Sin saber qué hacer, miró de derecha a izquierda, de un lado a otro, como buscando alguna casa a la distancia en la que nunca hubiese entregado una carta antes, pero solo vio páramos verdes y colinas más verdes aún, eso además del pequeño conjunto de casas junto al camino. No había ninguna otra morada a la vista. Entonces decidió que su mejor opción era preguntar a los vecinos que allí vivían si conocían a los dueños de aquella carta, y si allí no los conocían, estaba dispuesto a irse preguntando casa por casa en todas las pequeñas villas hasta dar con Luchien Frances, pues un buen cartero nunca dejaba una carta sin entregar.

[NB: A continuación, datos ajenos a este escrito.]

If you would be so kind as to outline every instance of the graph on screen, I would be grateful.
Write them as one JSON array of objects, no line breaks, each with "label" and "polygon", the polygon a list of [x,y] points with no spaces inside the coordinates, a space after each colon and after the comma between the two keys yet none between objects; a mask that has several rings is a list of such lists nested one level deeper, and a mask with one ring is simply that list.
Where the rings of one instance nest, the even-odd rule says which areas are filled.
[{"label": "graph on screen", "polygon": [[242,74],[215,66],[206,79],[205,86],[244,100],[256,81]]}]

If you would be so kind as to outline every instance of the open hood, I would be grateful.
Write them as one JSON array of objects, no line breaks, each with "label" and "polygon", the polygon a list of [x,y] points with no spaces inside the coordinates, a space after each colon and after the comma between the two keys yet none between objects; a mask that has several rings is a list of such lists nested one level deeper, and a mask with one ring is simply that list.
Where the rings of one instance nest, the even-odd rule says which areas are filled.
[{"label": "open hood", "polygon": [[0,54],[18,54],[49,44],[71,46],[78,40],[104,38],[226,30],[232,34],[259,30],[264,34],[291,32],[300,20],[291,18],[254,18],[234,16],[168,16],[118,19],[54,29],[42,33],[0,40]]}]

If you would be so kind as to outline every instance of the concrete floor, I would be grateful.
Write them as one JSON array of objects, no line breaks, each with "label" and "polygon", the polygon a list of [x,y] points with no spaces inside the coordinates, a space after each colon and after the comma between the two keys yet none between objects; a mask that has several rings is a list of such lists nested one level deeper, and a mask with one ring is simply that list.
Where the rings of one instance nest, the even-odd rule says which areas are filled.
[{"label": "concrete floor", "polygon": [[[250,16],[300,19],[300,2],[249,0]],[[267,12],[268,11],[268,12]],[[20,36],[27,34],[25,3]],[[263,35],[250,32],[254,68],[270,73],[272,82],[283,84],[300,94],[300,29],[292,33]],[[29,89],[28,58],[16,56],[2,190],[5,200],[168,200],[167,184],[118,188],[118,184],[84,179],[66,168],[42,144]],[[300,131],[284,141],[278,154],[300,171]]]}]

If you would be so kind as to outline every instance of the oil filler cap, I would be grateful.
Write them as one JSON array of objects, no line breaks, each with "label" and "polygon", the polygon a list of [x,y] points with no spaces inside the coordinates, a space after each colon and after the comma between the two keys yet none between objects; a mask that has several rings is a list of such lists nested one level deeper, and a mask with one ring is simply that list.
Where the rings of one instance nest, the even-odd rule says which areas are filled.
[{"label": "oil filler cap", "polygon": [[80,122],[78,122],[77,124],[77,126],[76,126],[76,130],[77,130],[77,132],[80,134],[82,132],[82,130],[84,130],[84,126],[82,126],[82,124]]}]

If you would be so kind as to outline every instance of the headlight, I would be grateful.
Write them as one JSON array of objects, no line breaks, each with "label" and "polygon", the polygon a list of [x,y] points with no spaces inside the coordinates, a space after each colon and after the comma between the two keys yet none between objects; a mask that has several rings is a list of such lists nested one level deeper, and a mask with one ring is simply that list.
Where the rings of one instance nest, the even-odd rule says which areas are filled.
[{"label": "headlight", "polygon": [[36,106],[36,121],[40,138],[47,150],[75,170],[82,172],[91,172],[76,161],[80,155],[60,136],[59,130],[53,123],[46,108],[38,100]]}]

En la primera casa a la que tocó a la puerta le dijeron que ningún francés había pisado nunca esas tierras; en la segunda, que Luis se había ido con otra mujer y que si lo veía por favor le dijera que dejara de hacerse el chulo y que volviera porque faltaba quien reparara el techo; y en la tercera simplemente que no conocían a ningún luchador. Desesperado por la derrota estrepitosa de aquellos tres primeros intentos, el cartero fue hasta su bicicleta para rescatarla del estado en el que estaba y así poder emprender el camino de regreso y preguntar por el dueño de la carta. Así que se quitó la camisa manchada y se quedó tan solo con la camiseta interior, utilizó la que se acababa de sacar para quitar el lodo de su bicicleta, y cuando esta estuvo lista, él montado sobre ella y con el morral en su lugar y la carta en su mano, no pudo partir. Se empecinó con la idea de que era ridículo, que las cartas debían tener una dirección para encontrar a la persona a la que iba dirigida, y sin embargo esta no la tenía, él la había revisado ya minuciosamente. Pero aquel pensamiento persistente no lo dejó siquiera comenzar a pedalear así que tomó el sobre con ambas manos y lo volvió a examinar. Sí, justamente, con una caligrafía alargada y escrita en tinta negra decía «para Luchien Frances», pero ahora debajo de aquello también decía «La Mansión Escondida». ¿La mansión escondida? Se repitió asombrado e igualmente curioso, ¿qué significaba todo aquello? Podría ser alguna broma de sus compañeros de trabajo, pero ni siquiera ellos eran tan ingeniosos como para hacer aparecer una dirección de la nada. ¿Y quién era esa Amarantal Castillar?, suponiendo que fuese una mujer, él lo quería saber pues así podría enseñarle como escribir una carta, sí señor.